お金はあったので、一人でフランス料理なんか何軒か食べたけど、味がしなかった。不思議なことに、別々のお店なのに、頼んでもいないワインだとかデザートが運ばれてきてびっくりした。一人で高級料理を食べる私が可哀そうに思えたのかな。

 

気晴らしに英会話喫茶に行って、英語で雑談をしていたら、ある外国人男性に隅の方にくるように言われた。内緒で話があるという。新手のナンパかと思ったら、違った。

 

「薬をやっているだろう。自分はやっていたのでわかる。君は明るく話しているけど、それは無理をしているのが痛いほどわかる。何か辛いことがあるのかもしれないが、薬は絶対やってはいけない。」

 

英語で説教されてしまったわ。そんなことはやっていないと必死で誤解をといたが、それほど、負のオーラが出ていたのだろう。

 

そんな辛い日々、お天気の良い日に、ふと道端に愛らしい小さな青い花が目に入った。

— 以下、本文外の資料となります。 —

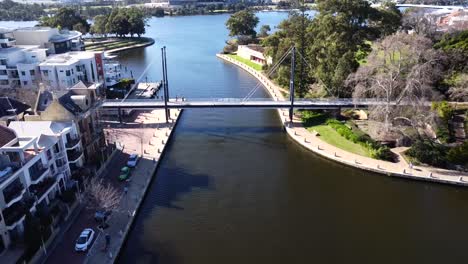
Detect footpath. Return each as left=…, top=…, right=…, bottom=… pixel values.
left=217, top=53, right=468, bottom=187
left=84, top=108, right=181, bottom=263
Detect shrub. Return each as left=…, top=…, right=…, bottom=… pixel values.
left=447, top=142, right=468, bottom=166
left=407, top=140, right=448, bottom=167
left=59, top=189, right=77, bottom=204
left=325, top=118, right=394, bottom=161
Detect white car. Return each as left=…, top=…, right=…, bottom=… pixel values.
left=75, top=228, right=95, bottom=252
left=126, top=154, right=139, bottom=168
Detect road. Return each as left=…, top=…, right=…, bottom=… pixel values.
left=45, top=152, right=129, bottom=264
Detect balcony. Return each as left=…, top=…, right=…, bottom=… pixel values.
left=3, top=196, right=34, bottom=229
left=66, top=137, right=81, bottom=149
left=3, top=181, right=25, bottom=206
left=67, top=149, right=83, bottom=163
left=29, top=177, right=57, bottom=201
left=29, top=167, right=49, bottom=185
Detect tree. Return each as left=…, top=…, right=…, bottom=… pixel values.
left=448, top=73, right=468, bottom=101
left=128, top=8, right=146, bottom=38
left=402, top=7, right=437, bottom=39
left=90, top=15, right=108, bottom=37
left=39, top=7, right=90, bottom=33
left=225, top=10, right=259, bottom=37
left=84, top=177, right=121, bottom=213
left=350, top=32, right=443, bottom=132
left=258, top=24, right=271, bottom=38
left=262, top=12, right=313, bottom=95
left=372, top=1, right=402, bottom=36
left=308, top=0, right=390, bottom=98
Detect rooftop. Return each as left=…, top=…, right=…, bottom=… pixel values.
left=0, top=97, right=31, bottom=119
left=9, top=121, right=73, bottom=138
left=0, top=125, right=17, bottom=148
left=40, top=51, right=96, bottom=66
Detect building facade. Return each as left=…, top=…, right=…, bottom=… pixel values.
left=0, top=122, right=78, bottom=252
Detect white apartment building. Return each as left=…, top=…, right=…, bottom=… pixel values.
left=103, top=60, right=122, bottom=87
left=0, top=121, right=83, bottom=251
left=12, top=27, right=84, bottom=55
left=39, top=51, right=103, bottom=90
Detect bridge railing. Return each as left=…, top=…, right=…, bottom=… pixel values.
left=101, top=98, right=385, bottom=104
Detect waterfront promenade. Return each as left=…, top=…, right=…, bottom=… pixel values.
left=84, top=108, right=181, bottom=264
left=217, top=54, right=468, bottom=186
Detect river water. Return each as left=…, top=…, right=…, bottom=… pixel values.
left=100, top=13, right=468, bottom=264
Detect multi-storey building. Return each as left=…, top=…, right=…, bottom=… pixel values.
left=26, top=81, right=111, bottom=172
left=39, top=51, right=104, bottom=90
left=0, top=121, right=79, bottom=252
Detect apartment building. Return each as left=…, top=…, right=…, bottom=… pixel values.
left=25, top=81, right=111, bottom=172
left=0, top=121, right=78, bottom=252
left=0, top=28, right=121, bottom=92
left=39, top=51, right=104, bottom=90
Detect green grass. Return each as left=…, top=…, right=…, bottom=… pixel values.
left=227, top=54, right=263, bottom=71
left=307, top=125, right=371, bottom=157
left=302, top=111, right=371, bottom=157
left=84, top=38, right=151, bottom=51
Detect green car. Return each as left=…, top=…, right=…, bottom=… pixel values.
left=119, top=166, right=131, bottom=181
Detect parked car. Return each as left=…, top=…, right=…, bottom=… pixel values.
left=119, top=166, right=131, bottom=181
left=127, top=154, right=139, bottom=168
left=75, top=228, right=95, bottom=252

子供の頃、春先によく目にした花だった。

 

キラキラ光る陽の中で、しゃがんで、小さくても精一杯に花びらを広げている花を見ていると、えらいなと思い、無心で眺めた。

 

すると、心のどこかから「ああ、疲れた」「もういいんじゃないの」という声が聞こえた。

 

ほんの数分かと思っていたけど、時計をみると30分くらい経っていた。

その日から私はもう「辛いこと」を考えるのをやめられた。

その青い花の名前は、後に知ったがオオイヌノフグリだ。

 

少し前の福富川公園の名残の梅

 

紅梅

 

白梅

 

紅白が重なっているところもある。100メートルちょっとに12本もの梅が植えられていて、ちょっとした梅の花見ができた。

 

最近、4つの芽が出てきて、これは何かと考えていたら、もしかして去年花が終わって植えたムスカリだと思った。

 

それで、去年このムスカリを買った「アトリエB.B」に確認しに行った。

確定申告を無事提出できて、ご褒美に花を買いたかった気分もあった。

 

自宅の前に花を並べている。フラワーアレンジメントやリースを教えていたり、依頼されて展示をしたりするのがメインの仕事のようだ。

 

先日見に行った木場公園のミモザを思い出して、一枝買った。

 

お雛様用の桃の花が余っていたので一緒に挿した。手前はトイレの芳香剤のミモザ。

 

あの謎の芽は、やっぱりムスカリだった。江戸切子に水を少し入れて球根が浸るくらいにだけ水を入れた。終わったらまた植木鉢に植えよう。

 

そんなことを楽しいことを考えていたのに、この後、想像もしなかったことがおこってしまった。

 

それについては、次回書く予定だ。

 

もし、家の中に一切花を飾れなくなったとしたら、それは私の家ではない。

いろいろなことが人生にはおこる。辛い時、苦しい時、家族や兄弟や友人に助けられることはあるだろう。しかし人だけではない。自然の美しさにも人は救われる。

私は、故郷の蒼い海と、花に救われて生きてきた。